I have a soft spot for the myth and romance of the open road even though I dislike driving. Fortunately, that shouldn’t be a problem. When Rebecca and I talk about the road trips we’ll take some day, we have both agreed that she will be the one behind the wheel. My job will then be navigation, dumb-joke telling, choosing the music, and changing the music when she’s not in the mood for punk rock.
So far, this is all in the realm of the hypothetical. The reality of our travels has been flying or taking the train to our destination then getting around either by public transportation or on foot. All of our trips have been quite enjoyable, but they don’t exactly evoke the spirit of Kerouac.
In the meantime, I try to make do with my imagination and my daily commute. There are over 80 miles round trip so you would think that would give my brain something to chew on. And it does in large part.
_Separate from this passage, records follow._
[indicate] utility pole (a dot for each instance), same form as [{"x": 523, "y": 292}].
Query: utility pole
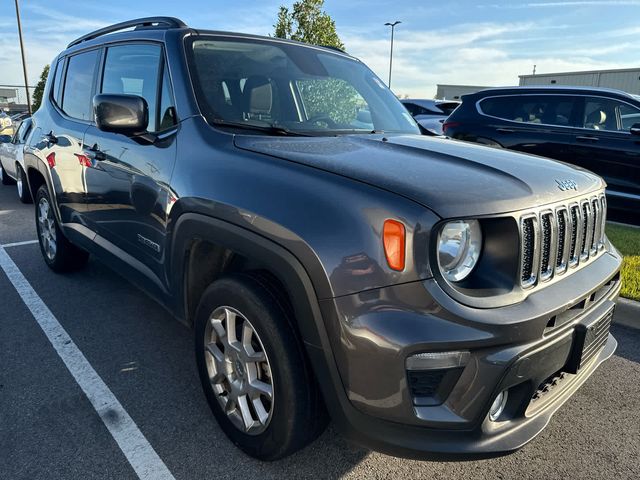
[
  {"x": 24, "y": 63},
  {"x": 392, "y": 25}
]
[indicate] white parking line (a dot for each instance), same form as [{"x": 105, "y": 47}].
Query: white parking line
[
  {"x": 138, "y": 451},
  {"x": 19, "y": 244}
]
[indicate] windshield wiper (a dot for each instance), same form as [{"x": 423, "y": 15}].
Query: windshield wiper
[{"x": 267, "y": 128}]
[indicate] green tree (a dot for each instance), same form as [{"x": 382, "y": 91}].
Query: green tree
[
  {"x": 39, "y": 90},
  {"x": 307, "y": 22}
]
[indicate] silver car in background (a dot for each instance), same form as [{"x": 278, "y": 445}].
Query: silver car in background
[{"x": 12, "y": 169}]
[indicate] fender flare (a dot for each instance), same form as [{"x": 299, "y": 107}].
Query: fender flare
[{"x": 289, "y": 270}]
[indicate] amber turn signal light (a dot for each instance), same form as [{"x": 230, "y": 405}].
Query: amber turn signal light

Commute time is decompression time. My mind wanders off to wherever it feels the urge to go so even if I’ve had a stressful day, I step off at my stop at 24th and Guerrero feeling relatively sane. It’s a bit like spending a couple of hours in a bar minus the liquor.
One thing my commute cannot do is simulate a road trip. This is strange because it has all the basic ingredients: a road, a vehicle, and motion. The only thing missing is what’s required for any adventure: the unknown. Day in and day out, the bus follows the exact same route from San Francisco to San Jose and back. Even the lane the bus is in on a given stretch of highway differs very little.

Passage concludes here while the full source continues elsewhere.